Das ist rund das Zehnfache im Vergleich zur Vorwoche und der höchste Wert seit Beginn der Datenerhebung. Der bisherige Höchststand war im Oktober 1982 mit 695.000 Anträgen in einer Woche registriert worden. Manche Analysten gehen davon aus, dass die Zahl in Wirklichkeit noch dramatischer ist, weil viele Staaten zuletzt mit der Flut der Erstanträge überfordert waren.
Ökonomen rechnen mit weiterem Anstieg der Arbeitslosenzahlen
Während US-Finanzminister Steven Mnuchin die aktuellen Arbeitslosenzahlen zurzeit als "nicht relevant" wertet und auf Wiedereinstellungen hofft, sehen Ökonomen in ihnen den Beleg für den Schaden, den das Coronavirus der US-Wirtschaft zufügt. Nach Ansicht des Präsidenten der regionalen US-Notenbank Federal Reserve von St. Louis, James Bullard, könnte die Corona-Krise kurzfristig fast 50 Millionen Amerikaner ihren Job kosten.
Insbesondere Arbeitsplätze mit Publikumsverkehr - also Tätigkeiten, bei denen es zum Kontakt mit der Öffentlichkeit kommt - seien betroffen, sagte Bullard. Der Währungshüter kann sich einen Anstieg der Arbeitslosenquote von zuletzt 3,5 Prozent auf bis zu 30 Prozent vorstellen. Auch Commerzbank-Ökonom Bernd Weidensteiner rechnet damit, dass die Arbeitslosenzahlen in den USA zur Jahresmitte einen Nachkriegsrekord erreichen. Er prognostiziert jedoch eine wesentlich niedrigere Quote von rund 11,5 Prozent.
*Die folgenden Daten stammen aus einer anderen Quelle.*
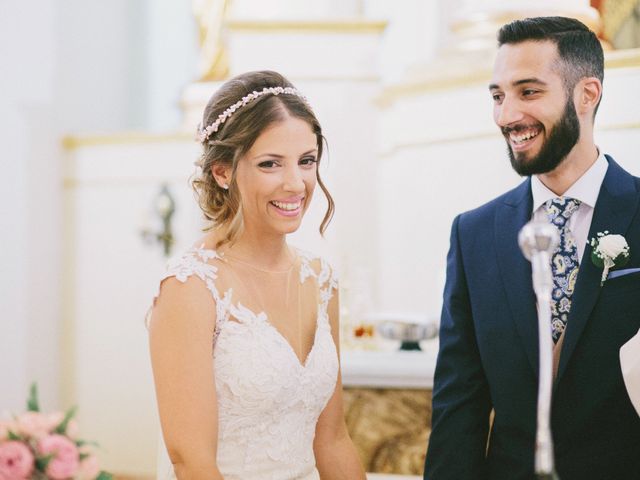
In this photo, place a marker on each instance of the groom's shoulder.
(487, 211)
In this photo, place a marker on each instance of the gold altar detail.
(210, 16)
(389, 427)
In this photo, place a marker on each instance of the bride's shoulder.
(314, 265)
(198, 259)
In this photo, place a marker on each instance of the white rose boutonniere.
(609, 251)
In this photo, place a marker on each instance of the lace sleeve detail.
(195, 261)
(318, 267)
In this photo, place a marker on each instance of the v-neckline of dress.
(263, 318)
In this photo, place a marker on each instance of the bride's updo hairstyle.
(235, 116)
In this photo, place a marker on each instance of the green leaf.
(62, 428)
(32, 402)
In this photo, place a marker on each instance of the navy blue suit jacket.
(488, 355)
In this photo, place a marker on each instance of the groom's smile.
(532, 107)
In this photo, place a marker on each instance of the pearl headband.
(205, 133)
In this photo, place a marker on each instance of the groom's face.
(532, 108)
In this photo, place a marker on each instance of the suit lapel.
(511, 216)
(616, 205)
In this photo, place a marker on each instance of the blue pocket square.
(621, 273)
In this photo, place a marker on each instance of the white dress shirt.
(585, 189)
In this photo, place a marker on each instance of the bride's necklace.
(288, 271)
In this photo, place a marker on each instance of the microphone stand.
(538, 241)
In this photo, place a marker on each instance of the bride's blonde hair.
(233, 139)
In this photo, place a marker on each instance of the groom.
(546, 88)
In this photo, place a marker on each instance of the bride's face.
(277, 177)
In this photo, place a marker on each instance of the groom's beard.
(562, 138)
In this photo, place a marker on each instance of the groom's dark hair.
(579, 49)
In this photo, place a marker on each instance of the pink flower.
(16, 461)
(66, 458)
(89, 468)
(72, 429)
(37, 425)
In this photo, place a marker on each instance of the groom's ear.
(588, 94)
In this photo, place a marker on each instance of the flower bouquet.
(44, 446)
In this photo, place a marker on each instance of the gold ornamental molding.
(72, 142)
(306, 26)
(494, 20)
(450, 78)
(628, 58)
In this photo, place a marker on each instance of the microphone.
(538, 241)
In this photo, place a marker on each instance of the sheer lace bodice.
(269, 400)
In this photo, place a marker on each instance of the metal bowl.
(409, 332)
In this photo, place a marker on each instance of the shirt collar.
(585, 189)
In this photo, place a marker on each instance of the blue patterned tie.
(564, 263)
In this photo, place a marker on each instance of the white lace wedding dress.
(268, 401)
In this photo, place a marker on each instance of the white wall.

Massives Konjunkturpaket beschlossen
Die rasante Ausbreitung des neuartigen Coronavirus Sars-CoV-2 hat die Wirtschaft und das öffentliche Leben in weiten Teilen der USA zum Erliegen gebracht. Etwa die Hälfte der rund 330 Millionen Amerikaner unterliegen inzwischen von Bundesstaaten verhängten Ausgangsbeschränkungen. Viele Geschäfte sind geschlossen, Restaurants und Hotels bleiben leer.
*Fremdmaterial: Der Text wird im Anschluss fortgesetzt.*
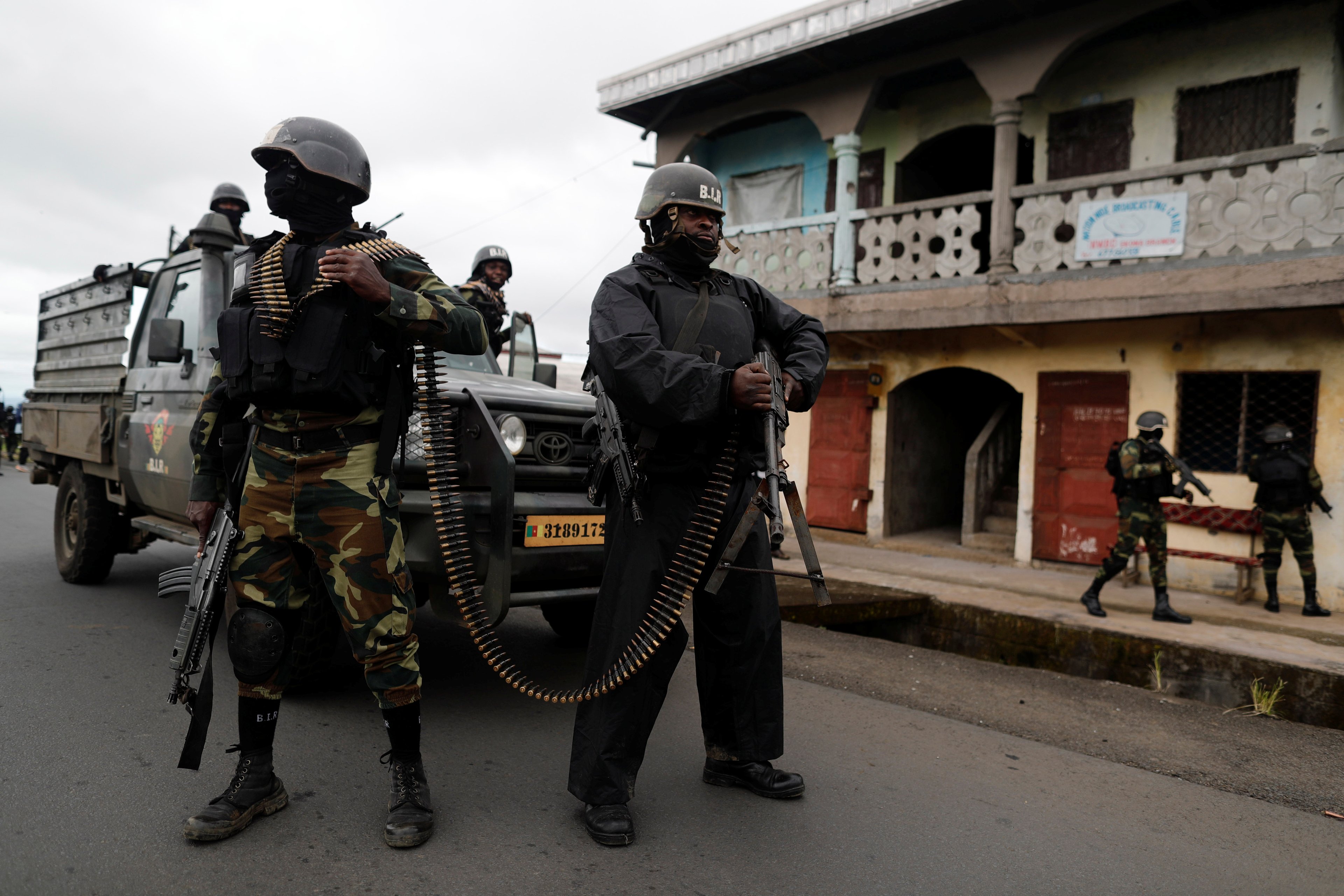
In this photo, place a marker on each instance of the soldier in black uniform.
(693, 401)
(1288, 485)
(484, 292)
(232, 202)
(316, 342)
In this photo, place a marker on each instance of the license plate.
(555, 531)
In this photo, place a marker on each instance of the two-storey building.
(1051, 213)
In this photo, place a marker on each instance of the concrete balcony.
(1265, 230)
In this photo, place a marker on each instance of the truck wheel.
(86, 527)
(573, 621)
(319, 629)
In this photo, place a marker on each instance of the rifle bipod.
(761, 504)
(439, 425)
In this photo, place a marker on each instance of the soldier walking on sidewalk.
(1143, 475)
(1288, 485)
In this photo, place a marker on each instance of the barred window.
(1221, 415)
(1237, 116)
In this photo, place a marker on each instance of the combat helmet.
(1276, 434)
(1150, 421)
(680, 183)
(229, 191)
(490, 254)
(322, 148)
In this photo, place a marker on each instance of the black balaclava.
(311, 203)
(234, 216)
(686, 256)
Ein riesiges Konjunkturpaket soll nun helfen, die wirtschaftlichen und sozialen Folgen der Krise abzufedern. Nach zähen Verhandlungen einigten sich Republikanern, Demokraten und Regierung im Senat auf Hilfen in Höhe von zwei Billionen Dollar (umgerechnet rund 1,85 Billionen Euro) - das entspricht fast zehn Prozent der jährlichen Wirtschaftsleistung. Das Hilfspaket soll Familien, Arbeitslose und Firmen in der Krise unterstützen und sieht überdies zusätzliche Milliardenbeträge für das Gesundheitssystem und besonders vom Coronavirus betroffene Staaten vor.
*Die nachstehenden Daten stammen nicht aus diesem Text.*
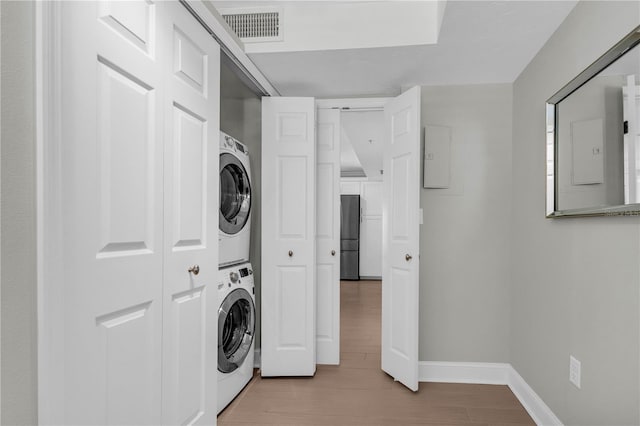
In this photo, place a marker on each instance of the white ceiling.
(480, 42)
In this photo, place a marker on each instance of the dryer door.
(235, 194)
(236, 327)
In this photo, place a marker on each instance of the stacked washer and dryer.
(237, 312)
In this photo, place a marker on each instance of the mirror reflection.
(593, 151)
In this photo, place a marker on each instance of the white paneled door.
(328, 237)
(288, 237)
(191, 111)
(138, 179)
(401, 230)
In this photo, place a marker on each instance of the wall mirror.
(593, 143)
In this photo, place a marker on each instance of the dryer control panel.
(235, 276)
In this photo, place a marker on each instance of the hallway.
(357, 392)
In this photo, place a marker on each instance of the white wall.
(464, 242)
(18, 226)
(575, 282)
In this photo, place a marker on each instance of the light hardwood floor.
(358, 393)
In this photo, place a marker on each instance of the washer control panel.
(236, 275)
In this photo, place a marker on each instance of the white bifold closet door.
(138, 191)
(328, 237)
(401, 231)
(288, 237)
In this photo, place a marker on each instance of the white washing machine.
(235, 202)
(236, 328)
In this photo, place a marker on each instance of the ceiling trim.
(352, 103)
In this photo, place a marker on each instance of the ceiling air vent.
(253, 26)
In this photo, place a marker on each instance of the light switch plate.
(574, 371)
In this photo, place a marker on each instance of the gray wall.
(464, 242)
(575, 282)
(241, 117)
(18, 246)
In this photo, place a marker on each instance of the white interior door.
(328, 237)
(112, 231)
(288, 242)
(137, 190)
(192, 110)
(401, 230)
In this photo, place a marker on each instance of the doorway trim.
(351, 104)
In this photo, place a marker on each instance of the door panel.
(328, 237)
(111, 174)
(400, 284)
(190, 162)
(288, 247)
(127, 120)
(133, 137)
(191, 221)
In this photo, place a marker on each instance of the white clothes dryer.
(235, 202)
(236, 328)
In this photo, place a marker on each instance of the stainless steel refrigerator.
(349, 237)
US-Notenbankchef: Könnten schon in einer Rezession sein
Unter anderem soll die bislang sehr begrenzte Arbeitslosenhilfe ausgeweitet werden. Zudem soll es Arbeitgebern möglich sein, Angestellte für bis zu vier Monate zu beurlauben, anstatt sie zu entlassen. In dieser Zeit würde der Staat für das Gehalt aufkommen. Ein wichtiger Bestandteil des Rettungspakets sind auch Kredite für kleinere und mittlere Unternehmen von insgesamt rund 350 Milliarden Dollar, die zu bestimmten Bedingungen später erlassen werden können. Das Finanzministerium soll außerdem noch 500 Milliarden Dollar für weitere Notkredite für Unternehmen zur Verfügung haben. Das Gesetzespaket muss aber am Freitag erst noch vom Repräsentantenhaus beschlossen werden.
Auch die US-Notenbank stehe in der Virus-Pandemie weiter als Krisenhelfer für die Wirtschaft parat, betonte deren Präsident Jerome Powell. Auch wenn der Leitzins bereits nahe null steht und die Fed ein umfangreiches Krisenpaket geschnürt hat, sieht Powell sein Arsenal noch nicht geleert. Es bestehe "noch Spielraum" für weitere Maßnahmen, sagte er. Er räumte jedoch ein, dass sich die Wirtschaft bereits in einer Rezession befinden könne. Zugleich äußerte Powell die Hoffnung, dass die Wirtschaft im späteren Jahresverlauf wieder wachse. Doch zunächst müsse das Virus unter Kontrolle gebracht werden.